Di solito gli autori di questi crimini «spregevoli» vengono rinchiusi in reparti speciali, oppure sono in qualche modo separati fisicamente dagli altri detenuti, soggiornando in piani appositamente dedicati. Ma può succedere che per errore, per distrazione o per un motivo qualsiasi, finiscano nelle sezioni comuni. E allora è meglio verificare il curriculum vitae. Un carcerato mi ha raccontato che per essere finito nella sezione sbagliata ed evitare di essere picchiato ha dovuto strappare e poi ingoiare il foglio dove era impresso il numero 609, il famigerato articolo del reato odioso.

Per Raimondo Caputo, il presunto assassino della piccola Fortuna, non c’è stato bisogno di esaminare le carte. Era finito al terzo piano del padiglione Roma della Casa circondariale «Giuseppe Salvia Poggioreale», dove sono collocati i sex offenders, gli accusati di reati di violenza a sfondo sessuale, e il clamore suscitato dal suo arresto ha fatto subito il giro del penitenziario. Radio carcere comunica velocemente almeno quanto internet. E così è stato aggredito dai suoi stessi compagni di cella, autori anch’essi di reati a sfondo sessuale, durante quella che viene definita una adunanza di socializzazione. Una crudele legge del carcere impone di scagliarsi contro chi ha commesso un delitto più sporco del tuo. E allora succede che chi una volta è stato oggetto di un feroce pestaggio, divenga poi un giustiziere spietato. Spesso questi linciaggi avvengono sotto silenzio. Un braccio rotto, un taglio in testa, una faccia piena di lividi, hanno sempre la stessa giustificazione, una caduta. Anche se poi tutti sanno come sono andate veramente le cose. Le colpe imputate a chi frequenta le sezioni protette possono essere di diverso tipo. C’è chi ha picchiato la moglie perché l’ha trovata a letto con un altro, chi è accusato di violenze domestiche, chi ha violentato donne, chi ha seviziato bambini, fino all’orribile omicidio di cui è accusato Caputo. 
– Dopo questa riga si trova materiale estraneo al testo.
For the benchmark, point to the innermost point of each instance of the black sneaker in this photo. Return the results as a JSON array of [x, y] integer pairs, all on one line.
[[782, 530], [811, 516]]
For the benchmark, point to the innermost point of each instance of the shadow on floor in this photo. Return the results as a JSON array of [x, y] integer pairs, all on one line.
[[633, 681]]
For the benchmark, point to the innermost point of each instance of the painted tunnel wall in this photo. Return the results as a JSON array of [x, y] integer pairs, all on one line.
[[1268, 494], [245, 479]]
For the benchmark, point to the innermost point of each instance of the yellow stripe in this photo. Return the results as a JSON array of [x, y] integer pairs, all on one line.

Questi detenuti sono segnati da un grande disprezzo, uno stigma che la gravità dei fatti commessi lascia come impronta indelebile. Ogni occasione è buona per essere umiliati dagli altri carcerati. Alcuni anni fa un lavorante che portava il vitto ai sex offenders urinò e sputò nella pentola con il cibo ancora fumante. Il suo collega, tra i destinatari del pranzo, se ne accorse e, con una manovra furtiva, riuscì a fare uno scambio di gavette.
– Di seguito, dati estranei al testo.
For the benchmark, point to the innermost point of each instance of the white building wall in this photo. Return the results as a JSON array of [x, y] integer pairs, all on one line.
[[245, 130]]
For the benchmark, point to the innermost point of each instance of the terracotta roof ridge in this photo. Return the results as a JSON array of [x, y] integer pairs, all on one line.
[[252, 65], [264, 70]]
Forse andrebbero previsti dei circuiti alternativi, delle prigioni riservate a chi ha commesso questi crimini, prevedendo una serie di attività trattamentali e rieducative specifiche. Così come andrebbero formati gli agenti di polizia penitenziaria, per relazionarsi con loro nel modo più opportuno. Nel Tavolo 15 degli gli Stati Generali dell’Esecuzione Penale Esterna, promossi dal ministro della Giustizia Andrea Orlando per discutere di un nuova idea di carcere, è stata data molta importanza alla formazione del personale che vive a stretto contatto con chi è recluso. 
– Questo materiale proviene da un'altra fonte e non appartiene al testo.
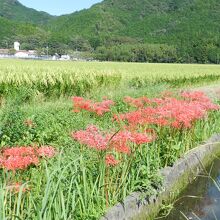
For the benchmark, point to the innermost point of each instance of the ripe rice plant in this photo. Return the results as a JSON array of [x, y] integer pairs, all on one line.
[[78, 78]]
È davvero difficile certe volte stare davanti a chi ha commesso azioni così orribili, anche per chi frequenta da anni le galere. C’è un grande male che non ha spiegazioni né giustificazioni e provoca solo una grande nausea. Ci sono vittime innocenti come i bambini uccisi e violati che chiedono giustizia. È una storia che si ripete da anni, forse da millenni. Una strage degli innocenti che non ha nessuna logica. Tuttavia non si può cedere alla vendetta dando addosso al mostro. Forse è più facile, libera da un peso la nostra coscienza, soprattutto se a portare a termine il lavoro sporco sono altri. Le circostanze e i fatti che sembrano essere avvenuti al parco Verde di Caivano parlano di tutto un contesto mostruoso e malato. Non è eliminando l’orco che tutto ritorna a posto. Piuttosto non dobbiamo abbandonare quel quartiere e quei bambini. Ma bisogna capire, accompagnare e intervenire con un esercito di operatori sociali. Al carcere resta invece un grande e arduo compito. Quello di cercare di rieducare anche il più spregevole degli assassini. Abdicare a questa funzione significherebbe una sconfitta non solo per il sistema penitenziario ma per l’intera società.